13.               Promotion. Supplier shall use its best efforts to position, price and differentiate the Products and its technology. Fisher shall use its commercially reasonable efforts to market/sell the Products in the Territory.

14.               Confidentiality. The parties expressly agree to hold as confidential ("Confidential Information") any information which is designated in writing by the disclosing party as confidential, provided such information is clearly marked as confidential, and the disclosing party obtains a signed receipt or agreement from the receiving party acknowledging that such information is confidential. In the event Confidential Information is exchanged according to these guidelines, such information will be retained by the other party in confidence for a period of two (2) years from the date of expiration or termination of the Agent. The transmittal of such information is and shall be upon the express condition that the information is to be used solely to effectuate this Agreement; and the receiving party shall not use, publish, or disclose said information, in whole or in part, for any purpose other than that stated herein. Supplier expressly acknowledges and agrees that Fisher's customer names, address and key contacts are and shall be the Confidential information of Fisher. Notwithstanding the foregoing, the above restrictions on disclosure and use shall not apply to any information which the party can show by written evidence, was known to it at the time of receipt, or which may be obtained from third parties who are not bound by a confidentiality agreement, or which is in the public domain.

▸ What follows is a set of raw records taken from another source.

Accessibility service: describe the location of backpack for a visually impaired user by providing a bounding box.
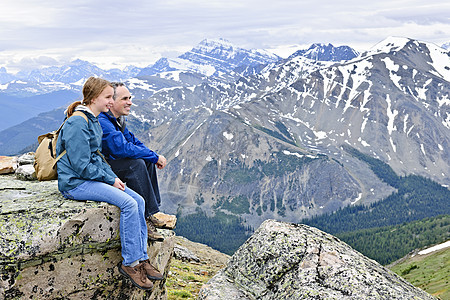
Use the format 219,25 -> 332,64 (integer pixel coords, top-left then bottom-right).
34,111 -> 89,181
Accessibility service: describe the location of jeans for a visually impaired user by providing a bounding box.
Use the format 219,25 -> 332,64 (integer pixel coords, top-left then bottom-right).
108,158 -> 161,218
62,181 -> 148,266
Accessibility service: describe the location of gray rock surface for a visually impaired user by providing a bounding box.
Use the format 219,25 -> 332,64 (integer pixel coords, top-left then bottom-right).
198,220 -> 435,300
0,174 -> 174,300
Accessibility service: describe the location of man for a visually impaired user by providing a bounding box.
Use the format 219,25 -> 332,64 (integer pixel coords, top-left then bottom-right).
98,82 -> 176,241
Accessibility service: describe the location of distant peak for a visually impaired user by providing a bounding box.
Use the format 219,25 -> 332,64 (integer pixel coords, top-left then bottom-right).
199,38 -> 235,48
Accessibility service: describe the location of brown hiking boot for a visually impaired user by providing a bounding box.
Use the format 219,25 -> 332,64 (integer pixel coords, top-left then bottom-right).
146,218 -> 164,242
147,215 -> 164,228
119,263 -> 153,291
153,212 -> 177,229
141,259 -> 163,280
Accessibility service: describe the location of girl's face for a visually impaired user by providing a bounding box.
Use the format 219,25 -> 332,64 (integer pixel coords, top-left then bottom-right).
89,86 -> 114,116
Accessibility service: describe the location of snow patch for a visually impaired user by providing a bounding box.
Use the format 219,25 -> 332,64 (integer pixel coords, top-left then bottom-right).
283,150 -> 304,158
386,95 -> 398,135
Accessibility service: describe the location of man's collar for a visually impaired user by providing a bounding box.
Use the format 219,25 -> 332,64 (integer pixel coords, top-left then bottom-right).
107,110 -> 127,132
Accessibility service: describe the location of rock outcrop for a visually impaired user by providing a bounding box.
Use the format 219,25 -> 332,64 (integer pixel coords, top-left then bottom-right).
0,174 -> 174,299
198,220 -> 435,300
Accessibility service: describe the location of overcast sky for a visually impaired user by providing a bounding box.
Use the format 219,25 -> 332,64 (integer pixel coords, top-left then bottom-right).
0,0 -> 450,72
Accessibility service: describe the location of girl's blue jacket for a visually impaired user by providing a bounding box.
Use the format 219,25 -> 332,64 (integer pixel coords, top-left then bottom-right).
56,106 -> 117,192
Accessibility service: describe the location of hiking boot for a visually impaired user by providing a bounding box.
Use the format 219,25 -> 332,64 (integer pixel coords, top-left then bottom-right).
147,215 -> 164,228
153,212 -> 177,229
119,263 -> 153,291
146,219 -> 164,242
141,259 -> 163,280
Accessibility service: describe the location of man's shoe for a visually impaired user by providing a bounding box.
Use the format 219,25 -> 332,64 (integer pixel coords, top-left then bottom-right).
141,259 -> 163,280
147,215 -> 164,228
119,263 -> 153,291
146,219 -> 164,242
153,212 -> 177,229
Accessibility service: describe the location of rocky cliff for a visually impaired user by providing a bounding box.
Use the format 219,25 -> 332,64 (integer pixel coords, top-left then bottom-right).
198,220 -> 434,300
0,175 -> 174,299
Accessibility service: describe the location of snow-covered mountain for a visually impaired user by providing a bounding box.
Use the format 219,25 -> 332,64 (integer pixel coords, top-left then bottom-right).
119,38 -> 450,230
289,43 -> 359,61
138,39 -> 281,78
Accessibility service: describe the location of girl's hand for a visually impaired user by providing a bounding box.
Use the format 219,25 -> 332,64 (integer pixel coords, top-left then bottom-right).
113,177 -> 125,191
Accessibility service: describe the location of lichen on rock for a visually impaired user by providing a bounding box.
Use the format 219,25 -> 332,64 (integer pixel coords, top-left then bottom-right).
0,175 -> 174,299
199,220 -> 434,300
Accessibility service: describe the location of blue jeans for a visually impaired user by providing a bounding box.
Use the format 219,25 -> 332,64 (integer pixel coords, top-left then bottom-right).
108,158 -> 161,218
62,181 -> 148,266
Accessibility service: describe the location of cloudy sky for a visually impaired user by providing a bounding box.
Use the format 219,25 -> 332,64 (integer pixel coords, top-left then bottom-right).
0,0 -> 450,73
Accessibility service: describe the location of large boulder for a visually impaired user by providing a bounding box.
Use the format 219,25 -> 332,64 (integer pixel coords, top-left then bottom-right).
0,175 -> 174,299
198,220 -> 435,300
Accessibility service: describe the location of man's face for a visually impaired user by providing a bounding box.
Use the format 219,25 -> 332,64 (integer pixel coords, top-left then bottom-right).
110,86 -> 132,118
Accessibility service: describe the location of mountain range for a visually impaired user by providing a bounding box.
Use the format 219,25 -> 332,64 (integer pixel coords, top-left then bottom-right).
0,39 -> 358,149
0,37 -> 450,248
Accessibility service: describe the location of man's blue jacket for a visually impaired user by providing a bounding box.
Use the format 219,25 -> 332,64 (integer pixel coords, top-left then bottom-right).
98,112 -> 159,163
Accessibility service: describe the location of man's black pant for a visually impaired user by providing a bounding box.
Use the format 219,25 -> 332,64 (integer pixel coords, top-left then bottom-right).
108,158 -> 161,218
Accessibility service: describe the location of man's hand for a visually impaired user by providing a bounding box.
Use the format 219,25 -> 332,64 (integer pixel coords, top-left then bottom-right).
113,177 -> 125,191
156,155 -> 167,169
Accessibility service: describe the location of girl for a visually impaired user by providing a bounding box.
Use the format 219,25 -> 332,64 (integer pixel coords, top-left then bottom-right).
56,77 -> 162,290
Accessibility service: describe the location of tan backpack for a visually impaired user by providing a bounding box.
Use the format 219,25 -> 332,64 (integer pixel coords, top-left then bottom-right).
34,111 -> 89,181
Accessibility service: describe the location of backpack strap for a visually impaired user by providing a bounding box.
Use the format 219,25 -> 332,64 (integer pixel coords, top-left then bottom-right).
53,110 -> 89,168
53,110 -> 109,167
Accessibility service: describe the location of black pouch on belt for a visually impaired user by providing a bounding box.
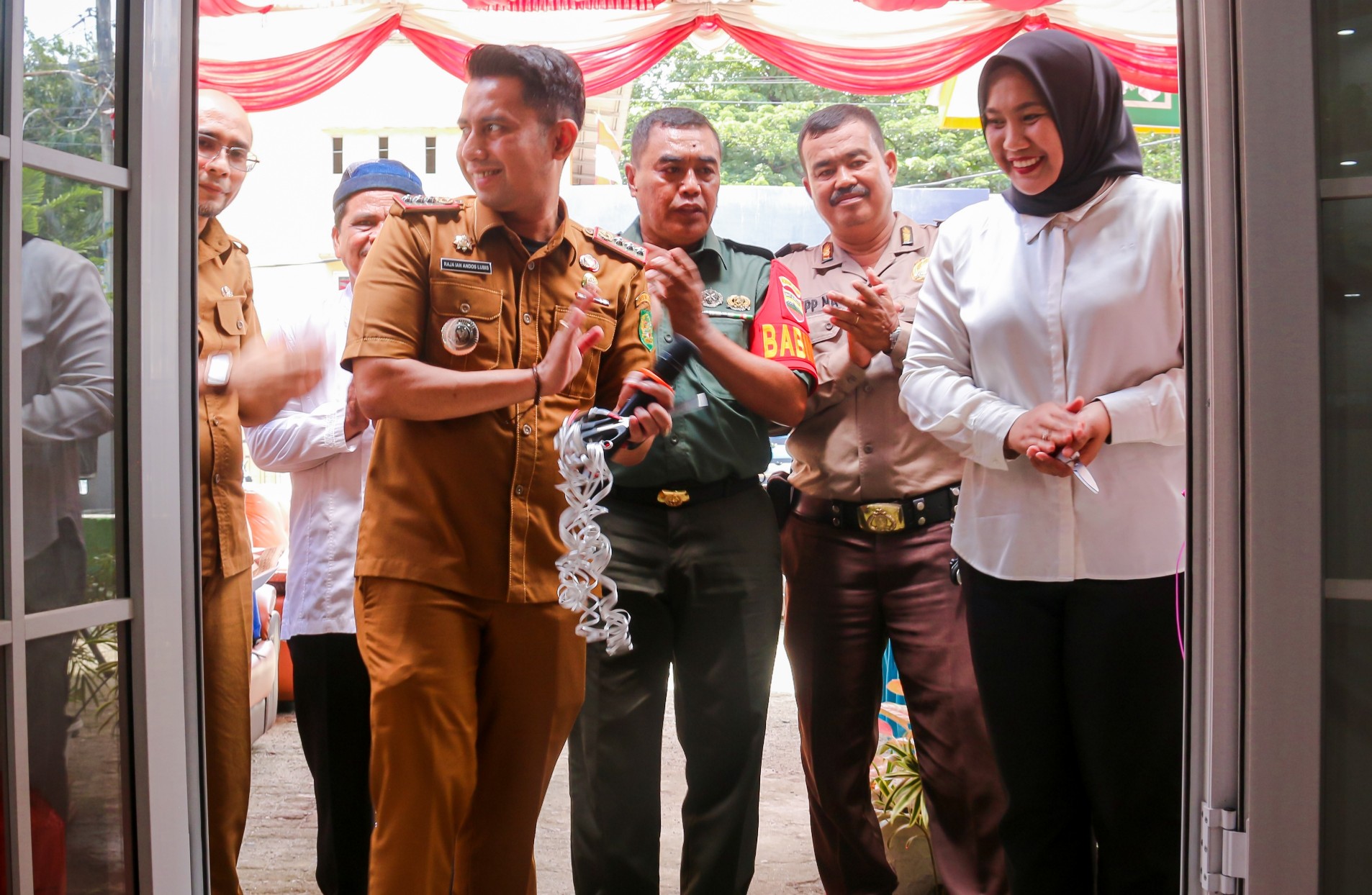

15.             Entire Agreement. This Agreement constitutes the entire agreement of the parties with respect to the matters set forth herein. Any and all understandings and expectations for and from either party are of no effect unless expressly set forth herein. Should any part or provision of this Agreement be found to be invalid, then such part or provision shall be severed from this Agreement without effecting the validity or the enforceability of the remaining terms and conditions between the parties. No modification of any term or condition of this Agreement shall be binding on either party unless expressly stated in a single writing, signed by the legal representative of both parties. The mutual obligations to protect Confidential Information and Fisher's obligation to pay Supplier's invoices shall survive any termination or expiration of this Agreement.

16.            Governing Law. This Agreement shall be governed by and construed in laws of the State of Texas without regard to the conflicts of laws provisions.

Please signify your acceptance of this Agreement by signing below one original to us. We look forward to working with you and your and returning sales team on this very exciting project.